Na manhã fria do outono gaúcho, o homem, sentado na poltrona da sala, em sua casa, tomava o chimarrão, lendo o jornal do dia. Por um instante, desviou o olhar das atraentes labaredas do fogo na lareira e, através dos vidros da janela, olhou a rua deserta. Nisso, a sua atração foi despertada pela passagem de um cachorro em franca correria. Pensou que era o seu que havia escapado e correu à janela, para ver melhor. Mas o que viu foi uma cena inusitada: um veado a correr pela rua central da cidade de Pedro Osório, perseguido por um cão desconhecido.
Em sentido contrário, vinham dois homens caminhando.
_ Segurem o cachorro! _ gritou o homem à janela, meio corpo para fora, tomando o partido do veado e desejando que escapasse ileso à aventura. Mas, embora os dois atônitos cidadãos não esboçassem qualquer reação, o veado passou por eles, em disparada, e logo foi perdido de vista. Vendo que a corrida estava perdida, o cachorro parou de repente, deu meia-volta e voltou a trote, com a naturalidade de quem não houvesse vivido uma grande aventura.
_ Decerto foi a cheia do rio Piratini que desalojou o veado, retirando-o do seu habitat natural_ ponderou o homem, voltando à leitura do jornal.
É comum animais silvestres invadirem as cidades, quando sobem as águas dos rios, fazendo com que percam seu referencial, mas caça ao veado, em plena rua principal, ele jamais havia visto.
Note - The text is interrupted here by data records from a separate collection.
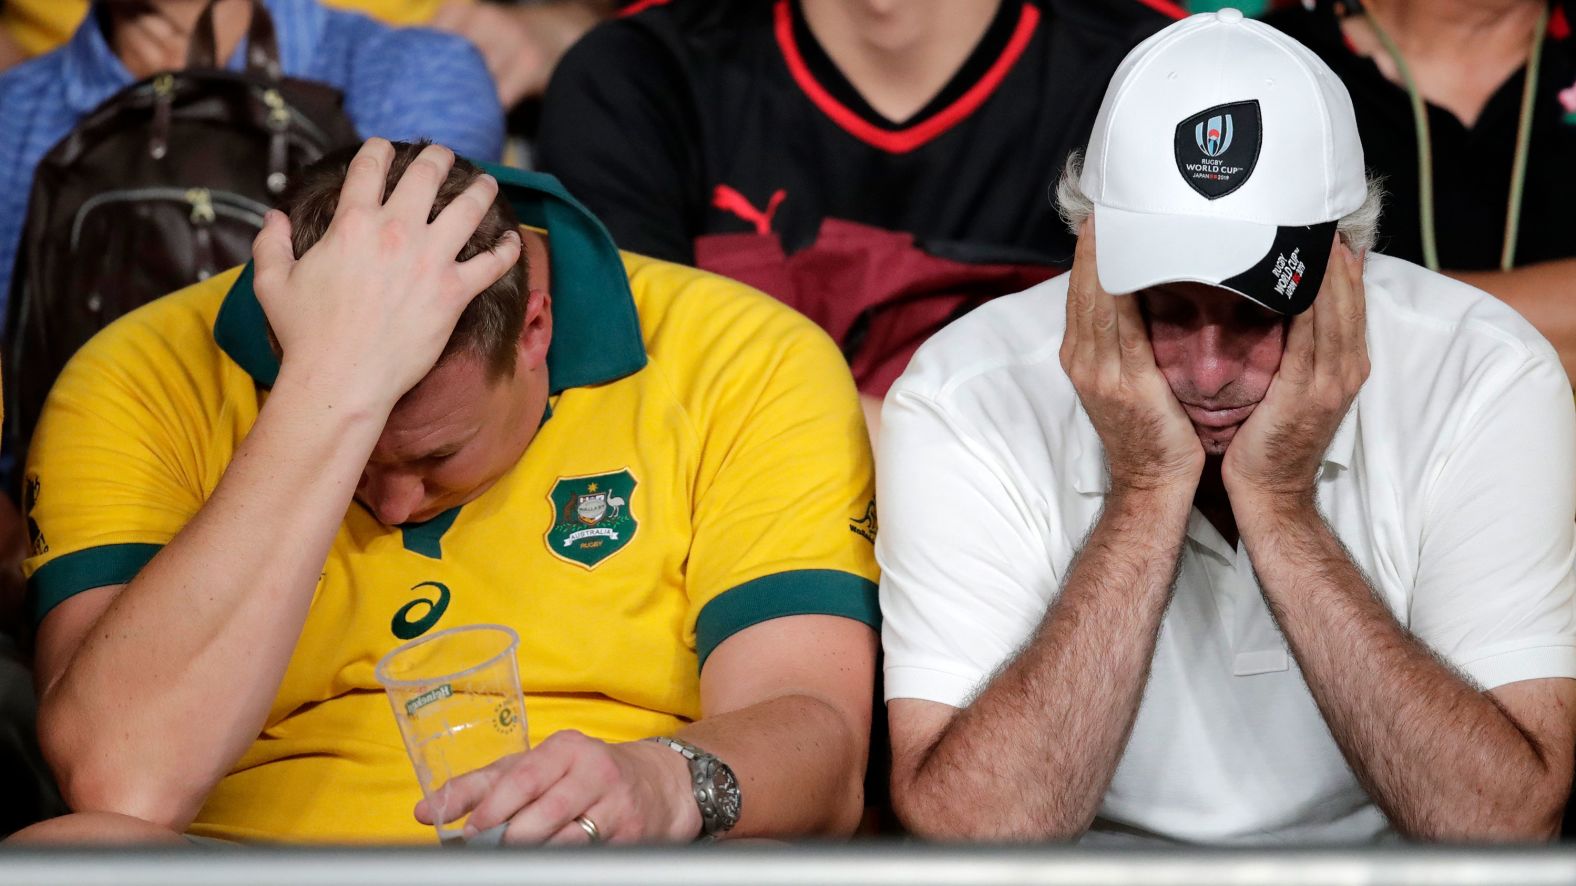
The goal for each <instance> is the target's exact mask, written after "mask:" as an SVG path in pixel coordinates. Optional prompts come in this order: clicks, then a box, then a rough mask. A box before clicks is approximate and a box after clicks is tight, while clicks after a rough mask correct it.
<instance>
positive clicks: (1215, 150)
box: [1193, 114, 1231, 158]
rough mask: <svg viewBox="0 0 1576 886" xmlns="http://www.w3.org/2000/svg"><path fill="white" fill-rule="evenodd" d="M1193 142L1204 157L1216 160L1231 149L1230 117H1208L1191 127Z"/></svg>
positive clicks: (1229, 116)
mask: <svg viewBox="0 0 1576 886" xmlns="http://www.w3.org/2000/svg"><path fill="white" fill-rule="evenodd" d="M1193 140H1195V142H1198V150H1201V151H1204V156H1210V158H1218V156H1220V154H1223V153H1226V148H1229V147H1231V115H1229V114H1225V115H1221V117H1210V118H1209V120H1207V121H1199V123H1198V126H1193Z"/></svg>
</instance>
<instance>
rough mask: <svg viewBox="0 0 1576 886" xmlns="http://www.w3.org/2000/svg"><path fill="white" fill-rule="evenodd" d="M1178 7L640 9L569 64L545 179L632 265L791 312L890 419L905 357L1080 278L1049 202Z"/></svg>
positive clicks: (558, 110) (784, 3)
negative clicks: (571, 204) (836, 340)
mask: <svg viewBox="0 0 1576 886" xmlns="http://www.w3.org/2000/svg"><path fill="white" fill-rule="evenodd" d="M1150 6H1154V8H1165V9H1171V11H1173V13H1174V14H1176V16H1180V9H1177V8H1176V6H1174V5H1171V3H1165V2H1155V0H1149V2H1146V3H1139V2H1136V0H1116V2H1111V3H1076V2H1059V0H1048V2H1031V0H996V2H988V3H957V2H953V0H909V2H905V3H876V2H873V0H753V2H744V3H712V2H709V0H673V2H654V3H641V5H638V6H635V8H632V11H634V14H630V16H626V17H623V19H619V20H616V22H610V24H605V25H602V27H599V28H596V30H593V32H591V33H589V35H588V36H586V38H585V39H583V41H580V43H578V44H577V46H575V47H574V49H571V52H569V54H567V55H566V57H564V61H563V65H561V66H559V69H558V73H556V74H555V76H553V82H552V87H550V90H548V96H547V101H545V104H544V110H542V128H541V142H539V147H537V159H539V162H541V166H542V169H544V170H547V172H552V173H553V175H556V177H559V180H563V183H564V186H566V188H569V191H571V192H572V194H575V195H577V197H578V199H582V200H585V202H586V205H588V207H589V208H591V210H593V211H594V213H597V214H599V216H600V218H602V219H604V221H605V222H607V225H608V229H610V230H611V232H613V238H615V240H616V241H618V243H619V244H621V246H623V248H626V249H632V251H635V252H643V254H648V255H656V257H660V259H667V260H671V262H684V263H693V265H698V266H701V268H708V270H714V271H719V273H723V274H727V276H731V277H736V279H741V281H744V282H749V284H752V285H755V287H758V289H763V290H764V292H768V293H771V295H775V296H777V298H780V300H783V301H786V303H788V304H791V306H794V307H797V309H799V311H802V312H804V314H807V315H808V317H810V318H812V320H815V322H818V323H820V325H821V326H824V328H826V329H827V331H829V333H831V334H832V337H834V339H837V341H838V344H842V345H843V350H845V353H846V355H848V358H849V361H851V364H853V369H854V377H856V380H857V383H859V388H860V391H862V393H864V394H865V396H867V407H870V408H872V415H870V418H872V419H873V418H875V410H878V408H879V397H881V396H883V394H884V393H886V389H887V386H889V385H890V383H892V380H894V378H897V375H898V374H900V372H901V370H903V366H905V364H906V363H908V358H909V355H911V353H913V352H914V348H916V347H919V344H920V342H922V341H924V339H925V337H927V336H928V334H930V333H933V331H935V329H938V328H939V326H942V325H944V323H947V322H949V320H952V318H953V317H957V315H960V314H963V312H966V311H969V309H971V307H974V306H977V304H980V303H982V301H985V300H988V298H991V296H994V295H1001V293H1004V292H1017V290H1020V289H1023V287H1026V285H1031V284H1034V282H1039V281H1042V279H1045V277H1048V276H1051V274H1054V273H1059V271H1061V270H1062V268H1065V262H1067V260H1069V259H1070V257H1072V243H1073V241H1072V238H1070V236H1069V235H1067V233H1065V230H1064V229H1062V225H1061V222H1059V221H1057V219H1056V213H1054V210H1053V207H1051V203H1050V200H1048V199H1046V194H1048V188H1050V183H1051V177H1050V175H1048V173H1046V172H1045V170H1046V169H1056V167H1057V166H1059V164H1061V161H1062V158H1065V156H1067V153H1069V151H1070V150H1072V148H1075V147H1080V145H1083V142H1084V139H1086V137H1087V132H1089V126H1091V123H1092V120H1094V112H1095V106H1097V98H1098V90H1100V85H1102V84H1105V80H1106V79H1108V77H1110V74H1111V71H1113V69H1114V68H1116V63H1117V60H1119V58H1121V54H1122V52H1124V50H1125V49H1128V47H1130V46H1132V44H1133V43H1136V39H1139V38H1141V36H1143V35H1144V33H1147V32H1152V30H1154V28H1157V27H1160V25H1162V24H1165V22H1166V20H1169V19H1168V17H1166V16H1165V14H1162V13H1160V11H1155V9H1152V8H1150Z"/></svg>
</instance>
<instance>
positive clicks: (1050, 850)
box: [0, 842, 1576, 886]
mask: <svg viewBox="0 0 1576 886" xmlns="http://www.w3.org/2000/svg"><path fill="white" fill-rule="evenodd" d="M24 883H25V884H30V886H33V884H38V886H46V884H55V883H60V884H65V883H69V884H80V886H96V884H129V886H137V884H143V883H147V884H159V886H183V884H195V883H203V884H208V883H213V884H235V886H240V884H254V883H255V884H263V883H269V884H273V883H282V884H287V886H318V884H325V886H326V884H336V886H339V884H356V883H388V884H405V883H411V884H416V883H419V884H424V886H426V884H451V883H452V884H460V886H484V884H492V883H500V884H503V883H509V884H517V883H552V884H563V886H578V884H593V883H594V884H611V883H640V884H652V886H668V884H671V886H720V884H730V883H744V884H749V886H775V884H783V886H786V884H794V886H799V884H805V883H832V884H845V883H846V884H854V883H859V884H892V886H928V884H979V886H985V884H996V883H1048V884H1073V883H1076V884H1081V886H1083V884H1091V886H1097V884H1119V883H1121V884H1125V883H1133V884H1144V886H1236V884H1277V886H1305V884H1307V886H1313V884H1318V886H1346V884H1351V886H1360V884H1362V886H1366V884H1390V883H1395V884H1429V886H1469V884H1474V886H1475V884H1488V883H1494V884H1499V883H1505V884H1516V886H1543V884H1551V886H1552V884H1560V886H1568V884H1576V848H1562V847H1552V848H1546V847H1530V848H1439V847H1399V848H1374V850H1319V851H1300V850H1299V851H1259V850H1144V851H1133V850H1127V851H1086V850H1076V848H1062V847H1056V848H1023V847H933V845H919V843H898V842H894V843H860V845H835V847H832V845H827V847H782V848H777V847H704V848H616V847H604V848H597V850H474V848H473V850H410V848H397V850H396V848H381V850H380V848H358V850H317V848H314V850H304V848H290V850H284V848H282V850H262V848H191V850H148V851H117V850H66V851H49V850H14V848H13V850H0V886H11V884H24Z"/></svg>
Homem do campo, contudo, já presenciou bem mais do que teria desejado.
As pessoas da cidade não têm muitas oportunidades de conviver e apreciar os animais, exceto gatos e cães, esses cada vez mais adotados pelos humanos, carentes de outras afeições.
No campo, a convivência é natural. À noite, nas estradas no interior das fazendas, os faróis do automóvel iluminam tatus, raposas, zorrilhos, gatos do mato, corujas de olhos brilhantes. De vez em quando, vê-se algum animal estranho à região, cuja identificação se torna assunto na conversa após o jantar.
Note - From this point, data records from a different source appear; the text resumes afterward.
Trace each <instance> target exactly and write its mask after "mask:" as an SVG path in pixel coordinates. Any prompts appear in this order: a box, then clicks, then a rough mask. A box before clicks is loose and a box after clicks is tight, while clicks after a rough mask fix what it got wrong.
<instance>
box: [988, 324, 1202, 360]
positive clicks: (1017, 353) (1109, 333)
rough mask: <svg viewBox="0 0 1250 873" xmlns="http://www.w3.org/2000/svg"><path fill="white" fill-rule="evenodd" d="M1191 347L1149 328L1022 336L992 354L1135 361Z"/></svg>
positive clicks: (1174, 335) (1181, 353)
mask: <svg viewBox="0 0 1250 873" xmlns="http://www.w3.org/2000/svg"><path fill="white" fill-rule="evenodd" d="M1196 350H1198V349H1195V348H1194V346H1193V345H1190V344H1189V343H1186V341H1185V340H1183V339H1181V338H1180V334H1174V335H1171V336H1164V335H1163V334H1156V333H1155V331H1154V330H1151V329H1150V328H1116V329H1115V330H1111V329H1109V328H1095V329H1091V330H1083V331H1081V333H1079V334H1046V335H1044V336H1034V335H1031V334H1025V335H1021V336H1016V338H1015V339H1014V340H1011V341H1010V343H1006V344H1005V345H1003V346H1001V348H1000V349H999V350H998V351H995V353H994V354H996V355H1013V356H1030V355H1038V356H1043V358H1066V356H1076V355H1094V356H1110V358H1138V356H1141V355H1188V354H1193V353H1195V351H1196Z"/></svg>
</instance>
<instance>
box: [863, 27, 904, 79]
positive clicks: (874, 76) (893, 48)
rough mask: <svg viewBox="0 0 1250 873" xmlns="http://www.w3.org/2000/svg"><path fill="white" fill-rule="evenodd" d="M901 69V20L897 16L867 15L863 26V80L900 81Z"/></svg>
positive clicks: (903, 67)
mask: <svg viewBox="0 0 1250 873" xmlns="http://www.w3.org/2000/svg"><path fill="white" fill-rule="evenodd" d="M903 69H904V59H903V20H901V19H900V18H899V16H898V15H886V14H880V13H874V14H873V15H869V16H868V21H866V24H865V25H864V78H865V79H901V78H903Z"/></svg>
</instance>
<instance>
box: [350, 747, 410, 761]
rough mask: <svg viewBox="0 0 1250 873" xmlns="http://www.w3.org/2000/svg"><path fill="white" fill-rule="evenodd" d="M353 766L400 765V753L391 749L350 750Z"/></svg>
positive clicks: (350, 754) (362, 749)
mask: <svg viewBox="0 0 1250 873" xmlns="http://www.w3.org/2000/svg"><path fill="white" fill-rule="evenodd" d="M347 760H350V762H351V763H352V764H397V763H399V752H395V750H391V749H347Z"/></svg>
Pelas manhãs, preás cruzam o caminho, ligeirinhas; perdizes surgem do nada; lagartos fogem, agitando a cauda; lebres disparam em ziguezague, embrenhando-se no azevém, para fugir ao assédio dos cães; famílias de capivaras correm e mergulham nas águas da barragem, ao ouvirem qualquer barulho diferente; em algumas regiões, javalis somem no meio do milharal, fazendo estragos; emas parecem alçar vôo, quando assustadas com o ruído dos tratores.
À beira d’água, os flamingos se perfilam, garbosos, como pedindo elogios à sua elegância; nos moirões dos aramados, os caranchos espreitam os cordeiros recém-nascidos. O quero-quero, guardião dos pampas, dá o grito de alerta, à aproximação do homem. Protege o ninho onde os ovos ou os filhotes se escondem, mantendo-se à distância, mas volta em vôo rasante, agressivo, quando percebe que as crianças acabam de descobri-lo. E essas retrocedem, intimidadas, aprendendo a lição de respeito à propriedade alheia.
O homem do campo convive com a natureza, respeita-a, conhece os seus ciclos, aceita seus diferentes humores. Preserva a terra e vive em harmonia com os outros animais que nela habitam. O homem do campo só não entende seu semelhante, o bicho-homem.
2 comentários:
Belíssimo Marta!
Coisa de transportar para o lugar.
Marta!
Adorei demais este artigo, mas senti também enorme tristeza.
A natureza nos presenteia com tamanha beleza e o homem põe tudo a perder!
O que mais se pode fazer para que ele force a razão?